Pittsburgh’s Smart City proposal combines data, energy and transportation RSS Feed

Pittsburgh’s Smart City proposal combines data, energy and transportation

Pittsburgh’s application for the $50 million Smart City Challenge grant calls for a series of transportation spines, traffic signals that give priority to transit and freight vehicles, and an “electric avenue” between Downtown and Hazelwood for driverless vehicles charged at solar power stations.

And to oversee the massive series of transportation projects, the city is proposing what it calls the SmartPGH Consortium, a coalition of government, education, transportation, foundation, utility and major freight operators.

Pittsburgh and six other cities will make their final presentations today to U.S. Department of Transportation officials in Washington, D.C., for the grant. Officials from the cities — Pittsburgh; Austin, Texas; Columbus, Ohio; Denver; Kansas City, Mo.; Portland, Ore.; and San Francisco — met with technical personnel Wednesday about their applications.

The initial applications of the finalists, filed in February, were posted online Wednesday by one of the private companies involved in helping them refine their final presentations. Mayor Bill Peduto is leading a team of local officials to offer Pittsburgh’s three-minute video and seven-minute oral presentation today. A winner will be announced by the end of the month.

Pittsburgh’s 30-page initial proposal envisions a triangular platform that uses data collection and a series of electricity microgrids to push transportation improvements. In addition to better traffic movement, the city says its proposal would produce side benefits such as a reduction of air pollution in poor neighborhoods that could easily be replicated in other cities.

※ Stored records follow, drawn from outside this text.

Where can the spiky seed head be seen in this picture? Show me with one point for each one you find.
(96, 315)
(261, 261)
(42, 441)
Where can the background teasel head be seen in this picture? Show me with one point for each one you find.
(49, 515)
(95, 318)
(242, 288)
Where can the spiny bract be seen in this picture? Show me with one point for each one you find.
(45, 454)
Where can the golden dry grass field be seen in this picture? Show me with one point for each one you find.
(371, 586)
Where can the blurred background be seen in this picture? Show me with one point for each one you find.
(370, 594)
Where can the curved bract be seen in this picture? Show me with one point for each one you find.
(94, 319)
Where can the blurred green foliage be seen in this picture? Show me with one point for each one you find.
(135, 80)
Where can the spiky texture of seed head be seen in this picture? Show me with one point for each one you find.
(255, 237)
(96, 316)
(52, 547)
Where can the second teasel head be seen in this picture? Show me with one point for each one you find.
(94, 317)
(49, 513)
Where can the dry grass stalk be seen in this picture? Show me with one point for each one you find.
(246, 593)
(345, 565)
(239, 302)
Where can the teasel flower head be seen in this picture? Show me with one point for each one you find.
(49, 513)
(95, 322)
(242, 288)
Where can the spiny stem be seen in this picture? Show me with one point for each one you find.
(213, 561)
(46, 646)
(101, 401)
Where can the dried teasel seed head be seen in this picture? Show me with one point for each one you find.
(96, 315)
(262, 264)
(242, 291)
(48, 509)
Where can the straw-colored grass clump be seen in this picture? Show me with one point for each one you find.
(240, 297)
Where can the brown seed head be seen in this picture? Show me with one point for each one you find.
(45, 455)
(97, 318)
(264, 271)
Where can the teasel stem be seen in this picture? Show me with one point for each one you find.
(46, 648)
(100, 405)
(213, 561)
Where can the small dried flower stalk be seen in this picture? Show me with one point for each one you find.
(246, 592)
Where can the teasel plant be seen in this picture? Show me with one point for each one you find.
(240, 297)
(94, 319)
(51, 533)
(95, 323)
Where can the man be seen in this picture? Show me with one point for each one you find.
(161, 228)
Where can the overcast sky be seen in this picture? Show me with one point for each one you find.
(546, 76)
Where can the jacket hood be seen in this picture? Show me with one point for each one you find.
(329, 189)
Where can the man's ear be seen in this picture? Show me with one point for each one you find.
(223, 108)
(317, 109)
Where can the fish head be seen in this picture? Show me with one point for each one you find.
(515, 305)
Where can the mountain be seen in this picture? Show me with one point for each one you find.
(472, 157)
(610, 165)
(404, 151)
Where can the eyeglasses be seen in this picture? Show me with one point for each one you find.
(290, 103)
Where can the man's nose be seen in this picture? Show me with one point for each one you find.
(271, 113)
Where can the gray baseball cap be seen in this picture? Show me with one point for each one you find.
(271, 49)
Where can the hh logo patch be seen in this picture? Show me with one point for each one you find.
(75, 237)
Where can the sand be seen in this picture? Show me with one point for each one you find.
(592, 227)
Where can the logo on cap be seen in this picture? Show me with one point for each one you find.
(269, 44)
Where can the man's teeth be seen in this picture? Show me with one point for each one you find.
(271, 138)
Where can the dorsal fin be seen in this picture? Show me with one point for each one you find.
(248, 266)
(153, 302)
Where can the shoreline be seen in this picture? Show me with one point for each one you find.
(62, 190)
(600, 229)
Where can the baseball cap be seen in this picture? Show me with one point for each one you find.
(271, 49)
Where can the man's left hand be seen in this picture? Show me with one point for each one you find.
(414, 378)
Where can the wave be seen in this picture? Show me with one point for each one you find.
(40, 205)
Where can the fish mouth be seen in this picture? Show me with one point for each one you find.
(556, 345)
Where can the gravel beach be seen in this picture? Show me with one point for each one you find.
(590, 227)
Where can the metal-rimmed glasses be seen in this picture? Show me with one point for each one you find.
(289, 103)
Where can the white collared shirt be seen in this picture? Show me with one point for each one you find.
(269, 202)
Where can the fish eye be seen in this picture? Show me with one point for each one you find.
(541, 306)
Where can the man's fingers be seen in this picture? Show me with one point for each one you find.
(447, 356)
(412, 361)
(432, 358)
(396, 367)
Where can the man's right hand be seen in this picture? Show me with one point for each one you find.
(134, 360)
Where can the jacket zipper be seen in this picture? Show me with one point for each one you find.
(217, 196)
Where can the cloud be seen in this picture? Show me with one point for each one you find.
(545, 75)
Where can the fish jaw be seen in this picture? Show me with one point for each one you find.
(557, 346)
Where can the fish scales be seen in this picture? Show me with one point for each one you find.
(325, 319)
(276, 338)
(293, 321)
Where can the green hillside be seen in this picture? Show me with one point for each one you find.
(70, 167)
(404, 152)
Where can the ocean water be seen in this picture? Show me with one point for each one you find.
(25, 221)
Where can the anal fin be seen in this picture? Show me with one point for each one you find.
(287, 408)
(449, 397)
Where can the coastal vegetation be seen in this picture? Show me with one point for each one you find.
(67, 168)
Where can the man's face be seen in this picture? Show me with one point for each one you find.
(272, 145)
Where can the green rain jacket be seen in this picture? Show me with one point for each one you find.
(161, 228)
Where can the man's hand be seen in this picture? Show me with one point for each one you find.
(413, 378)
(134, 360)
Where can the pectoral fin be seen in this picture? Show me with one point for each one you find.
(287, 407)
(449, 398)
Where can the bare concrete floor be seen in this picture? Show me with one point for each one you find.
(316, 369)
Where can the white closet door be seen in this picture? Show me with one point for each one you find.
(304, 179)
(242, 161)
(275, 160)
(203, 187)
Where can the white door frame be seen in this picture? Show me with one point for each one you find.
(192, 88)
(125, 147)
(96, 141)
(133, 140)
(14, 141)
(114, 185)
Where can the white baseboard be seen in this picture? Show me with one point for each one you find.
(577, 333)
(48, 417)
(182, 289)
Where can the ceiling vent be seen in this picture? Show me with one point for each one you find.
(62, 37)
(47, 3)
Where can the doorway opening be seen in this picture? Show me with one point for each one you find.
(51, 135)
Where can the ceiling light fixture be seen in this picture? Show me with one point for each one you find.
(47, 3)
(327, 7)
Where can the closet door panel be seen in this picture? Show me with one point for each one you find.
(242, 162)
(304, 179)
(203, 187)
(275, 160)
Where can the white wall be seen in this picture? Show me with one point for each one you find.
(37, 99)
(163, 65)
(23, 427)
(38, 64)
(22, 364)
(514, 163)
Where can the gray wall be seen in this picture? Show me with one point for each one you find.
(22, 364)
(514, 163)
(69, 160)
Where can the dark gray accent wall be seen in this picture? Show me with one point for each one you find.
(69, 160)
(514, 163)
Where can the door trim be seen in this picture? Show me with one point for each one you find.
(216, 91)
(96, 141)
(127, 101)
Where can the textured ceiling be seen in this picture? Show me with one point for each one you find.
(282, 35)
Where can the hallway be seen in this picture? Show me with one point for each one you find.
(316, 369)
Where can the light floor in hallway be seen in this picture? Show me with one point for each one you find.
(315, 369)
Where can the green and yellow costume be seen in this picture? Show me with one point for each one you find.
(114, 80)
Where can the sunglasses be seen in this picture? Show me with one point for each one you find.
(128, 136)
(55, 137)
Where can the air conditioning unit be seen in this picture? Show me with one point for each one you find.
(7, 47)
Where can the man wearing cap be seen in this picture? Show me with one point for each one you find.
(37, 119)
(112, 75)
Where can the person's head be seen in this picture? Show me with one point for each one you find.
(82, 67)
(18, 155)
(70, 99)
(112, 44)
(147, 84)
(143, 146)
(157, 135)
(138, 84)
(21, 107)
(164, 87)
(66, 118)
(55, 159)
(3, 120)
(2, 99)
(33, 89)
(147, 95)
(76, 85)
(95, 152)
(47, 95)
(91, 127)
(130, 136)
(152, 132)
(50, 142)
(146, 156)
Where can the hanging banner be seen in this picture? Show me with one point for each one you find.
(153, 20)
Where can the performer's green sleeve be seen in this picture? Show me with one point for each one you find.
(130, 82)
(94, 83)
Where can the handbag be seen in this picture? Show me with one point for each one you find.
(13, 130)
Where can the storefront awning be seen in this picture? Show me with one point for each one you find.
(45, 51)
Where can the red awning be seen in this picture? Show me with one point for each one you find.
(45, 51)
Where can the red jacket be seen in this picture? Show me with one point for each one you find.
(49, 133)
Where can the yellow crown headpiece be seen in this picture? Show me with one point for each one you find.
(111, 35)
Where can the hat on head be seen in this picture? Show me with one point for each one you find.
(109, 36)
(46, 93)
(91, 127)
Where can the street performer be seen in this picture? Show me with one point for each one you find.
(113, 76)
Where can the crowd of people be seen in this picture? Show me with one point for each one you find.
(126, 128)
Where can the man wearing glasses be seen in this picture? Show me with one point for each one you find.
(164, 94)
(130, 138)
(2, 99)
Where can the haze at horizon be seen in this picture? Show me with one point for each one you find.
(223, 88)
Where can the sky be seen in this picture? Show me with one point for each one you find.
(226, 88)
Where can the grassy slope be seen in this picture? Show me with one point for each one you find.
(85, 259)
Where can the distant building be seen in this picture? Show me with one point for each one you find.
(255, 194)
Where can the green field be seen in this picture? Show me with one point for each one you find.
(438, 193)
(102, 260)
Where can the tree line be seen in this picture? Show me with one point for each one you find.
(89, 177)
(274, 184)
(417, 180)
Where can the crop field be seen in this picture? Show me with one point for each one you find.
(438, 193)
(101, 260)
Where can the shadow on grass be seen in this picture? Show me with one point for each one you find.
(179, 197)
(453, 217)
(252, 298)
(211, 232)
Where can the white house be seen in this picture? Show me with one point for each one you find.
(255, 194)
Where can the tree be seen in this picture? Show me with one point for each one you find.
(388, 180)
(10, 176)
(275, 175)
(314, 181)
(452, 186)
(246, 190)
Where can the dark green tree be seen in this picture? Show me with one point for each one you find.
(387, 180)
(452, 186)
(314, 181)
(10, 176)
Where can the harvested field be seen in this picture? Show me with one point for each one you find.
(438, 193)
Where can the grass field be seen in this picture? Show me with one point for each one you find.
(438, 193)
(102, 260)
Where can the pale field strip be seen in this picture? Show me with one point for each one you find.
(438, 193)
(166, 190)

The city said the Smart City grant would give it “an opportunity to begin to create the next generation of public infrastructure: an adaptive, living communication and data platform that allows the City of Pittsburgh to respond to the transportation and energy needs of residents efficiently and equitably.”

Although it’s not part of the initial proposal, Mr. Peduto has said he foresees the Pittsburgh region also becoming the hub for manufacturing the sensors, circuits and other technology needed to accomplish the Smart City goals.

A key element of the Pittsburgh proposal would be a ”smart spine system” on six streets that feed into the Golden Triangle: Penn, Liberty, Fifth, Forbes and Second avenues, and Bigelow Boulevard.

The system would use the Western Pennsylvania Regional Data Center, a collaborative led by Pittsburgh and Allegheny County and operated by the University of Pittsburgh, to collect location data from various sources along those spines. The sources would include personal, public transit, government and freight-hauling vehicles; street and traffic lights; and social media.

That information would be used to monitor traffic and control traffic lights on those streets, a much larger version of the Surtrac signal control system developed by Carnegie Mellon University and used in East Liberty and Larimer. As part of the system, traffic lights would use sensors to identify transit and freight vehicles and allow them to move through the signals quicker.

That eventually would be expanded throughout the city to all traffic signals.

The information also would be distributed to the public on mobile devices and include suggestions for avoiding congested areas.

In addition, the consortium would work with the freight-hauling industry to coordinate deliveries during off-peak hours.